Factors that influence your worth in the job market.

The closer you are to the activities and decisions that directly impacts an organisations growth, success, or value creation – the more valuable you are.

What enables you to claim top of the line compensation? A big hearted employer, a cool boss, your ability to deliver and get things done, or just some good luck. All these are true for sure, and a number of these are also interdependent and interrelated. Let’s check out some factors responsible for your worth in the job market.

The Employer 

The pockets of your employer. Their kindness and their being able to see value in your credentials and work. Of course, most of the time we are well paid because we are at the right place. If you land up at a business that values its people, has ample cash and has a cool product with reasonable market share you will do good. Even if you are tolerably sensible you will end up with a good pay. The side effects of this also impacts your future – If the employer has serious ambitions of growth or is working on cool new technologies you too will end up working on challenging assignments, new products etc.  All that gives you better exposure, learning etc. and thus makes you more employable with a better value.
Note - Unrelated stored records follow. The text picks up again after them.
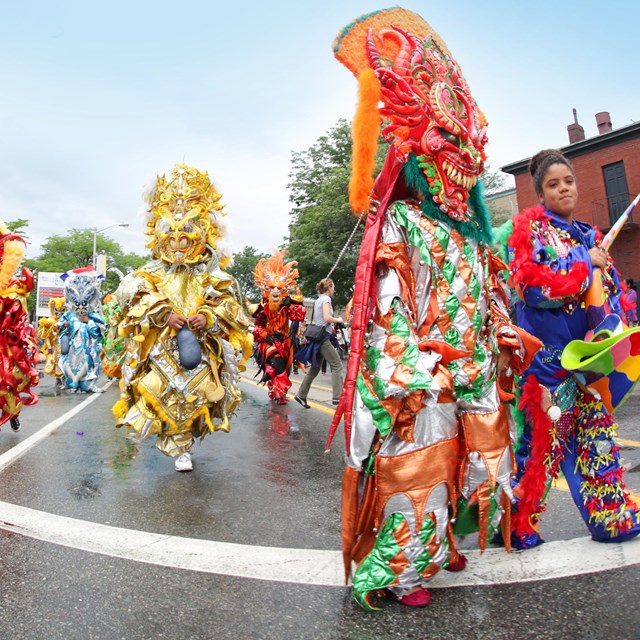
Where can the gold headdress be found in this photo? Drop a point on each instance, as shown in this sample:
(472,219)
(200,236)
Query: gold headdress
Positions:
(185,217)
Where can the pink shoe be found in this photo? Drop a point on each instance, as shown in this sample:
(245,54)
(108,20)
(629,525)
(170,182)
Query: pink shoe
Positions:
(457,566)
(418,598)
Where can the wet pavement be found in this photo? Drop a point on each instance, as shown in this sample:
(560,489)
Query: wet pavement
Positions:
(267,484)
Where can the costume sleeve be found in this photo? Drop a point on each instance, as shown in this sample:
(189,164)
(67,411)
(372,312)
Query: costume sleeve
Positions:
(230,321)
(401,371)
(522,345)
(542,275)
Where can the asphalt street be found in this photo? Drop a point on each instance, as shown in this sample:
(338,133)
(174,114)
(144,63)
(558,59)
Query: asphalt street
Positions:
(101,538)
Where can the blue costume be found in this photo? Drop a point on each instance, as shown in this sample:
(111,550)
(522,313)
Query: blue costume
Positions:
(81,329)
(552,270)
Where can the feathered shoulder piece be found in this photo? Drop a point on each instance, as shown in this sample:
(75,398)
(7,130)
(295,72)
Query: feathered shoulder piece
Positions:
(533,227)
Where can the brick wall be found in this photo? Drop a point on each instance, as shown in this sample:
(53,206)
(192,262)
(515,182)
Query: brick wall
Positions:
(592,195)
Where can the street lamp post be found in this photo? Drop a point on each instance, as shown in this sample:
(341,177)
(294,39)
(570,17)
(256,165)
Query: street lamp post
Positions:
(95,238)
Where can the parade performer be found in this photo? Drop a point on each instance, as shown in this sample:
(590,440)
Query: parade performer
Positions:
(186,335)
(427,433)
(112,352)
(567,427)
(276,320)
(80,330)
(48,335)
(18,346)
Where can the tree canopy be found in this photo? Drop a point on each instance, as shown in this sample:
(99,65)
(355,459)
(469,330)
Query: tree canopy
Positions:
(322,219)
(59,253)
(244,262)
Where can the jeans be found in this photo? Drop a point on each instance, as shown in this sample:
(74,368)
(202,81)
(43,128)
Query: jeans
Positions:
(327,352)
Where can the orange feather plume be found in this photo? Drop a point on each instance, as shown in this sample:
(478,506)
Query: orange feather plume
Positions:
(365,132)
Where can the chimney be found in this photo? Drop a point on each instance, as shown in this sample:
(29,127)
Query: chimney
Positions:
(603,120)
(576,131)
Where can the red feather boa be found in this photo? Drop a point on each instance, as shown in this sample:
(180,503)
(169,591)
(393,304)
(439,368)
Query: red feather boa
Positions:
(532,485)
(528,273)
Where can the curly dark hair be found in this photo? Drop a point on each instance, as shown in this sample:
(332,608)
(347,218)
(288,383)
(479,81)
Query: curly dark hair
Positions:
(540,163)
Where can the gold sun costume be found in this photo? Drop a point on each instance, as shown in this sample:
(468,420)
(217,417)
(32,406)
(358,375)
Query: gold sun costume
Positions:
(49,335)
(181,384)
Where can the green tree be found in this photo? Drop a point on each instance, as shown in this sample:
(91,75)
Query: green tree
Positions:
(19,227)
(75,249)
(322,219)
(244,262)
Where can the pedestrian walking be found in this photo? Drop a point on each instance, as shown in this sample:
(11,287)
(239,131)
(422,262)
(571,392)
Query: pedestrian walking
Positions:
(323,347)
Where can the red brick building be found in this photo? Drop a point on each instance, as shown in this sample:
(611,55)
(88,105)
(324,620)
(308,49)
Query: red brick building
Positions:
(607,169)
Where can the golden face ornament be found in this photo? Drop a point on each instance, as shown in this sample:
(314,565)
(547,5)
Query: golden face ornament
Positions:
(182,225)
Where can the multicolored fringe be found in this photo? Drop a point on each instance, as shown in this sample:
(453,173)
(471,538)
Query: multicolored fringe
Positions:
(609,509)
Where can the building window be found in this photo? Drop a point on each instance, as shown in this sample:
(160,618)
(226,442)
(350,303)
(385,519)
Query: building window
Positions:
(618,196)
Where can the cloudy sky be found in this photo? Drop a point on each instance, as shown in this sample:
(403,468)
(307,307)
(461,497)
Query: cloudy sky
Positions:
(98,97)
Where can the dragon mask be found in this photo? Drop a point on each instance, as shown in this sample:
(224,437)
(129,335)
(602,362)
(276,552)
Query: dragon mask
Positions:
(426,103)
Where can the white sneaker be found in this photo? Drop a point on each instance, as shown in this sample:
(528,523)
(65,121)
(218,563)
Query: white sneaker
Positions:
(183,463)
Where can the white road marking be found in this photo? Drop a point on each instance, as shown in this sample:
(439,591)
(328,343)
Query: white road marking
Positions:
(308,566)
(298,566)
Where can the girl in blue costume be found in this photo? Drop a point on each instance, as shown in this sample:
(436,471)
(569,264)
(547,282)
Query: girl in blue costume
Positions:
(552,261)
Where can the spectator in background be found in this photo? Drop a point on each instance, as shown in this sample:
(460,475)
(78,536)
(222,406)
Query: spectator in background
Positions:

You Place in the Value Chain

The closer you are to the activities or contribution that impacts an organisations growth, success, or value creation – the more valuable you are. If you are closely and personally accountable for an organisation’s top line, you get the maximum return. That may be a reason why CEO’s make super big money, and HOD’s also make reasonably good money. Now, forget the CEO’s – even if you are working with a senior business leader you may end up making better money, and you may possibly secure quick promotions.This is true even if you are physically located closer to the top bosses – for example: An executive at a businesses corporate office has a fair chance of getting a better raise as compared to an executive in the field.

The Market

This one is most important – the talent flow in the market, economic conditions, and availability of talent. Skill sets and delivery capability that are in high demand and short supply will definitely be expensive. Skillsets that are dime a dozen will have a relatively lower value. Also, skillsets that are easily available won’t see much appreciation. If a business with high growth and loads of cash starts rewarding top talent really well, even others businesses will have to pay well to compete for quality talent, thus increasing the salary benchmarks.

Risk: Risk to Life

Riskier jobs tend to have a better pay as compared to similar jobs with low risk. A technician on an oil rig will make more money than similarly skilled guy working elsewhere. You can even see some companies paying an additional hardship allowance to executives posted in risky geographies. Risk to Career, Finances, and Reputation: The same logic applies when we talk about financial risk – the riskier your jobs – the better your chances of making money. For example: stock broker’s job, investment banking jobs, or a CEO’s job. If a CEO picks up the rein of a company in a crisis stage and is expected to get the company out of the muddle – he will make a decent deal even if he ends up just playing the strategy-re-strategy game. Of course, if he turns around the company then he has ample funds to buy a couple of ranch, yachts, an airliner, etc. Risk to business: What would be financial or any other opportunity lost for the business if a position stays vacant. If it’s some routine job which stays vacant – possibly no one cares, if it’s some critical job which could lead to loss of revenue or productivity the employers are willing to pay more.

You

While a combination of your knowledge, technical skills, people skills, decision making & problem solving ability, and your ability to reasonably impact a business is important, it is also important that you are able to amply convey your abilities to those planning to hire you. Apart from being good, you also need to have a good track record to ensure that you are trusted as someone who can get things done, rather than someone who can talk. Even if you can “talk”, you will make good money, if you can “do” as well – you can make much more. You should also know when to jump ship? If you are a working executive, amply skilled, and have proven talent it is also important that you should also be able to judge when to switch, when to pull out and where to stay put.